I'm no fan of Naomi Campbell. I think celebrities get away with far too much and appalling, base, rude behavior is excused and overlooked far too often.

Ms Campbell's behavior has been consistently appalling, assaulting maids, suing the press, throwing fits and on and on.

And, of course, there's really no excuse for spitting in the face of a police officer. At the very least it's a stupid thing to do.

But having had my own blood-boiling run-ins with Heathrow staff, understanding that the newly opened Terminal Five is a cluster-fuck of enormous proportions, and seeing the mountain of lost luggage*, I must admit I felt more than a twinge of sympathy.


_________
*btw, all that lost luggage is auctioned off within walking distance from my house.
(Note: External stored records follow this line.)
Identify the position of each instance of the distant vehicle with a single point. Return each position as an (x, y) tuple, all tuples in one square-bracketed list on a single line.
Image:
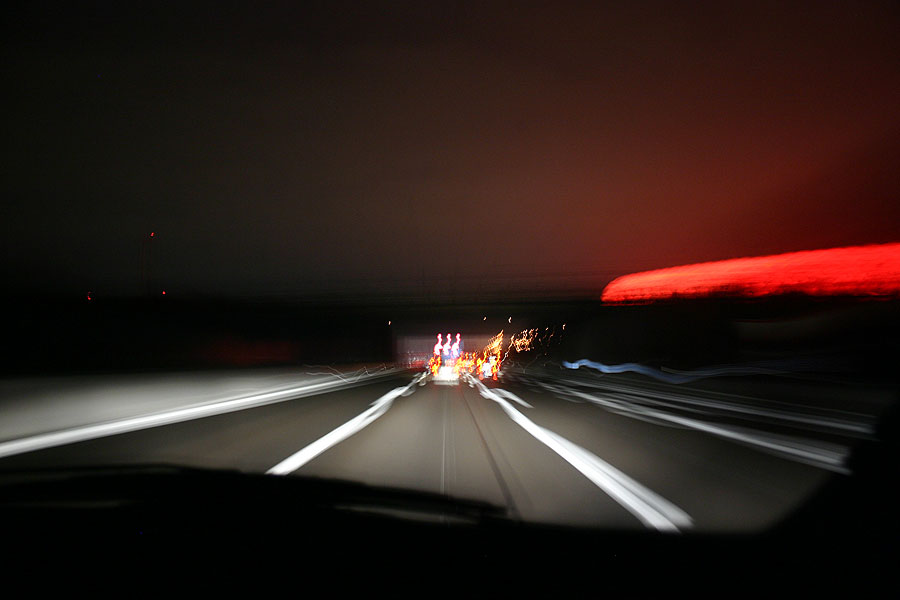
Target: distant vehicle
[(446, 375)]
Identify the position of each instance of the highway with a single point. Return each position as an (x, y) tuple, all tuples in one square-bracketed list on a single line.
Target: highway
[(614, 452)]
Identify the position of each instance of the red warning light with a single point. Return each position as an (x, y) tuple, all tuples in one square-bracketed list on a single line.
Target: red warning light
[(851, 271)]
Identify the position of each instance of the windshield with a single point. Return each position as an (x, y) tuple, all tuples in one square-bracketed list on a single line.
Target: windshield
[(605, 267)]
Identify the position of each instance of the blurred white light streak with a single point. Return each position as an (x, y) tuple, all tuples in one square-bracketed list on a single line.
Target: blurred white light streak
[(651, 509), (378, 408), (831, 457), (90, 432)]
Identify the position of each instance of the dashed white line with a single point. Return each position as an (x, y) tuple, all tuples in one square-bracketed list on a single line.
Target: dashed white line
[(98, 430), (378, 408), (650, 508)]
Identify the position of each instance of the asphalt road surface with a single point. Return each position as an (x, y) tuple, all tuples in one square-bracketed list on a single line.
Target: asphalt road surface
[(615, 452)]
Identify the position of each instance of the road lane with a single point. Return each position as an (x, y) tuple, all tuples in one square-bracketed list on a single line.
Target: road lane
[(451, 440), (724, 486), (250, 440)]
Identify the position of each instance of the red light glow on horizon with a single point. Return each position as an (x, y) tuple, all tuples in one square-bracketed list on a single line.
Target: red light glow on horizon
[(850, 271)]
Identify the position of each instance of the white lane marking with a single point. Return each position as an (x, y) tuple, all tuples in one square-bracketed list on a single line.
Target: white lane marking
[(650, 508), (357, 423), (831, 457), (98, 430)]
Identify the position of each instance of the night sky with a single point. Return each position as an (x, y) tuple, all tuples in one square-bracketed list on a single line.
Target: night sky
[(424, 147)]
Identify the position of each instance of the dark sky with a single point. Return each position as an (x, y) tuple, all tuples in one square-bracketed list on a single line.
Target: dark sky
[(439, 147)]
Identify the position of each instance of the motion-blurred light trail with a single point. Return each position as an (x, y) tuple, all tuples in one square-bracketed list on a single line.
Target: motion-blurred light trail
[(823, 455), (361, 421), (669, 377), (850, 271), (651, 509), (90, 432)]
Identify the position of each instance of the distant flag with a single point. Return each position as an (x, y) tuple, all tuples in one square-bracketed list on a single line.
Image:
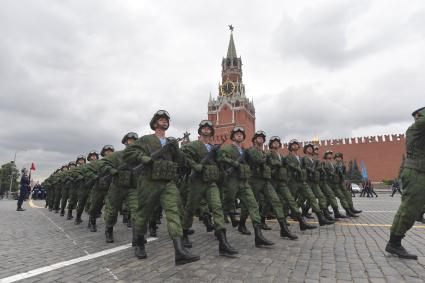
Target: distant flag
[(364, 172)]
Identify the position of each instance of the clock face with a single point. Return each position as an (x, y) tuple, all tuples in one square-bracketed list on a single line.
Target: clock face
[(228, 88)]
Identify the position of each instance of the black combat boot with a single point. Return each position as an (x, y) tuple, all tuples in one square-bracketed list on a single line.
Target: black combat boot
[(242, 227), (152, 229), (78, 219), (260, 240), (264, 225), (350, 213), (285, 232), (304, 225), (134, 237), (186, 242), (92, 221), (322, 220), (206, 218), (421, 218), (139, 251), (109, 233), (394, 247), (338, 215), (355, 210), (183, 256), (233, 219), (224, 248), (327, 215), (69, 216)]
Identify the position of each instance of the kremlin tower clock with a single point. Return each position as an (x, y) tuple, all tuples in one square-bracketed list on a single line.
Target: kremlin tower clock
[(231, 107)]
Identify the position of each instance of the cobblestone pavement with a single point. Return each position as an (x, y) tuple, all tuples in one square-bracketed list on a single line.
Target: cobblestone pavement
[(351, 251)]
I've never been to the auction, but I've always wanted to go.

Friday, April 04, 2008

Not really in the mood for a photo shoot today



This week, on the day I don't work. I took Buddy to his usual Wednesday playgroup. A notice on the door said that there was going to be a "team" photographing for "research" on the role of women in economic decisions in the household.
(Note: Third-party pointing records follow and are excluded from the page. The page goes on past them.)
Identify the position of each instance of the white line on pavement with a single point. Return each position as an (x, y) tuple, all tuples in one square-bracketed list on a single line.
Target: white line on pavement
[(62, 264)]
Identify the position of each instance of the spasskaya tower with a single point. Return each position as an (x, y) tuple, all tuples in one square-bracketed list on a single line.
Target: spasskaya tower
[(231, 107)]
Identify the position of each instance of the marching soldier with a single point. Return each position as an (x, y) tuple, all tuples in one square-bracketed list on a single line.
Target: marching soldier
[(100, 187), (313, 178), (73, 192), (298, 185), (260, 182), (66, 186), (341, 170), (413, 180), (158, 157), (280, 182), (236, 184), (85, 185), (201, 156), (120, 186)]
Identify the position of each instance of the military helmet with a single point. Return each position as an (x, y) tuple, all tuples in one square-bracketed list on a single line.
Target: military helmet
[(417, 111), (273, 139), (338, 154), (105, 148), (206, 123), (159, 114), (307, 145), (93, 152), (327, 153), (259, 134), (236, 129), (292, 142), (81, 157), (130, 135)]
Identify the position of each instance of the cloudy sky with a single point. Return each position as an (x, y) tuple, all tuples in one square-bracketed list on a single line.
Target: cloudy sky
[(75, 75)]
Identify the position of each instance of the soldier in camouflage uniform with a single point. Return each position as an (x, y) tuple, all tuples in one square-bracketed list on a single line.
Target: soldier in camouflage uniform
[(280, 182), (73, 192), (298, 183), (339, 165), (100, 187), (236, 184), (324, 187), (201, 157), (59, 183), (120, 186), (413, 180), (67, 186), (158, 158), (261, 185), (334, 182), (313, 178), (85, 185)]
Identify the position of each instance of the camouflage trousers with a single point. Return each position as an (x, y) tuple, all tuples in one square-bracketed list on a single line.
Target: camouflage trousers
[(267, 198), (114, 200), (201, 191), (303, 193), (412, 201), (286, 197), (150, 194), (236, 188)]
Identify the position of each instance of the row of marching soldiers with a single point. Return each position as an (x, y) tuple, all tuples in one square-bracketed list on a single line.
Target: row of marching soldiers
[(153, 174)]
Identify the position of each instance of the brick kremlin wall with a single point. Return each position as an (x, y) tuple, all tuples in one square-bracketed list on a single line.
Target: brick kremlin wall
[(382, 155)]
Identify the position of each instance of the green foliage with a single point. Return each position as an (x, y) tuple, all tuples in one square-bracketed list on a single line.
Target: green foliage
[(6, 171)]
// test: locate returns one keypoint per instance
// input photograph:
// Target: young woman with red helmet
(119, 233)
There wasn't a team there, just one of the regular mums with her very nice Nikon. And I couldn't really see how taking photos of children playing is social research. Almost certainly what it really was, was marketing research. She's probably a part time employee of an ad agency and she's being paid boo-coo bucks to take shots of the tykes and what they're wearing... Great work if you can get it.

Buddy is a regular male model. He's a Zoolander in training. And when he saw her camera he started striking a pose. That kid seriously mugs up. He no longer had eyes for mommy, but was smiling coyly up at the woman whose camera cost 3 or 4 times what mine did.

I guess Buddy wasn't dressed cute enough (2nd or third hand pair of overalls, shirt from WalMart) - or maybe I wasn't (I don't even want to tell you what I was wearing) cause she didn't turn her lens on him. I wanted to tell the woman - "C'mon, that camera's digitial - just shoot a few frames of the kid. And if you can't do that, at least pretend to take a shot. He's only a baby, he'll be fooled." Instead she muttered something about him being a cute kid and moved on.

In the afternoon, I took Buddy out for his usual walk in the cemetery in his designer sweater, as you do. I propped him in front of sward of daffodils and began snapping. But apparently, the magic was gone. I couldn't get him to really raise a smile. Of course, maybe he thought I wanted him to go for the moody look. Or perhaps, I'd inadvertently set him in a pile of cremains. (I did look.)

Tuesday, April 01, 2008

Lottery

Oregon is running a lottery for places in its state run health insurance scheme. The BBC takes its usual sneering tone for stories on America, but in this instance it's probably deserved.